Alto y claro
José Antonio Carrizosa
¿Merece la pena?
ESTE artículo se iba a titular Donde empieza la caridad. Cuando lo comenté con J. H., me sugirió que cambiara la palabra caridad por solidaridad. Le expliqué que mi pretensión era criticar la frase "La caridad bien entendida empieza por uno mismo", de la que sospecho que contiene, de forma más o menos encubierta, una defensa del egoísmo. Pero la observación me llevó a reflexionar sobre las conexiones entre ambas palabras que, en mi opinión, están sometidas a los vaivenes de la moda. Ciertamente la moda no ignora el auge de las tendencias laicas en el mundo occidental. Por eso, desde su tiranía caprichosa, dictamina que caridad se viste hoy con ropaje antiguo que huele a naftalina, y propone transfundir su significado a otros vocablos más modernos, verbigracia solidaridad.
Pero, aunque en la actualidad seamos menos religiosos, creo que no debemos renunciar, ni siquiera en el lenguaje, a las raíces de nuestra civilización, de la que la caridad es piedra angular, el núcleo a partir del cual se configura un cristianismo que se condensa en el mensaje "Amaos los unos a los otros como yo os he amado", actualización a su vez del mandamiento divino: "Amar a Dios sobre todas las cosas y al prójimo como a nosotros mismos". Incluso el poder integrador de la caridad alcanza a las otras dos virtudes teologales, fe y esperanza, ya que, según San Pablo, que ejerció como portavoz de Jesús de Nazaret, "la caridad (…) todo lo cree, todo lo espera,…".

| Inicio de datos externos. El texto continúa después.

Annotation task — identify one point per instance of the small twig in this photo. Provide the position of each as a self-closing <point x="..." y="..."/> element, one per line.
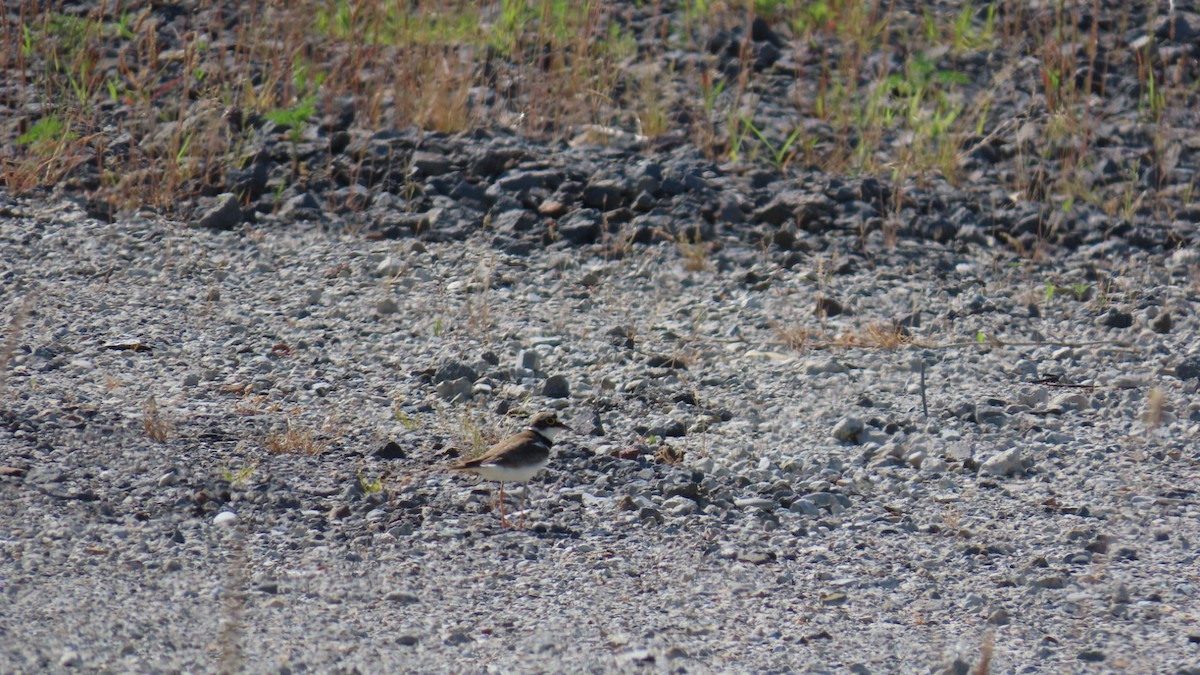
<point x="16" y="327"/>
<point x="924" y="401"/>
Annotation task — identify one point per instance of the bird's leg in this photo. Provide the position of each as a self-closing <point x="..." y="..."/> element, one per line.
<point x="525" y="496"/>
<point x="501" y="506"/>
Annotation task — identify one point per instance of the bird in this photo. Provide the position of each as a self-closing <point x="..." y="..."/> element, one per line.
<point x="519" y="458"/>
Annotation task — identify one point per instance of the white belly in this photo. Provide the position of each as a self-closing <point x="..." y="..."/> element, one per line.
<point x="509" y="475"/>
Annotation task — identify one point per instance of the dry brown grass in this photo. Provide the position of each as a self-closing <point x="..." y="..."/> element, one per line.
<point x="155" y="424"/>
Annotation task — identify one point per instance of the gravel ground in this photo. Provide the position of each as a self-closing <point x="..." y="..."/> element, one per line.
<point x="729" y="500"/>
<point x="822" y="420"/>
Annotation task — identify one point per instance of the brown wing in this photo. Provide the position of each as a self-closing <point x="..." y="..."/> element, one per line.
<point x="513" y="451"/>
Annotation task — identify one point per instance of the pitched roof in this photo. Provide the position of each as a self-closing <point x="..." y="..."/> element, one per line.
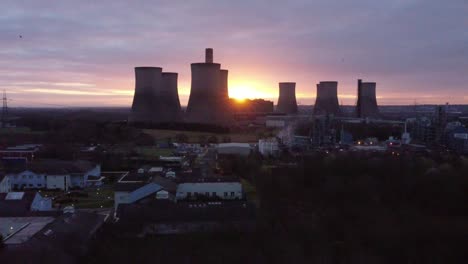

El concepto de solidaridad, por su parte, nace con el desarrollo de la sociología moderna, como "unidad basada en metas o intereses comunes", para afianzar los lazos entre los miembros de una sociedad. Si se considera que esa sociedad se extiende a toda la humanidad, nos encontramos con la idea de solidaridad universal, que conlleva el apoyo de los privilegiados a los más desfavorecidos y que, si se practicara generalizadamente, haría del nuestro un mundo mejor, éticamente sostenible. El riesgo es que, con una visión más restringida, la solidaridad se oriente hacia el reforzamiento de la conciencia de grupo y su acción se limite a los miembros de la propia tribu o clan. De ahí al nacionalismo excluyente hay solo un paso.
Más allá de las modas pasajeras, sería bueno reivindicar la caridad como fundamento imprescindible del progreso social. Sobre él podrá asentarse de forma natural el edificio de la solidaridad universal, demostrando que los valores laicos son perfectamente compatibles con los principios que defiende el cristianismo.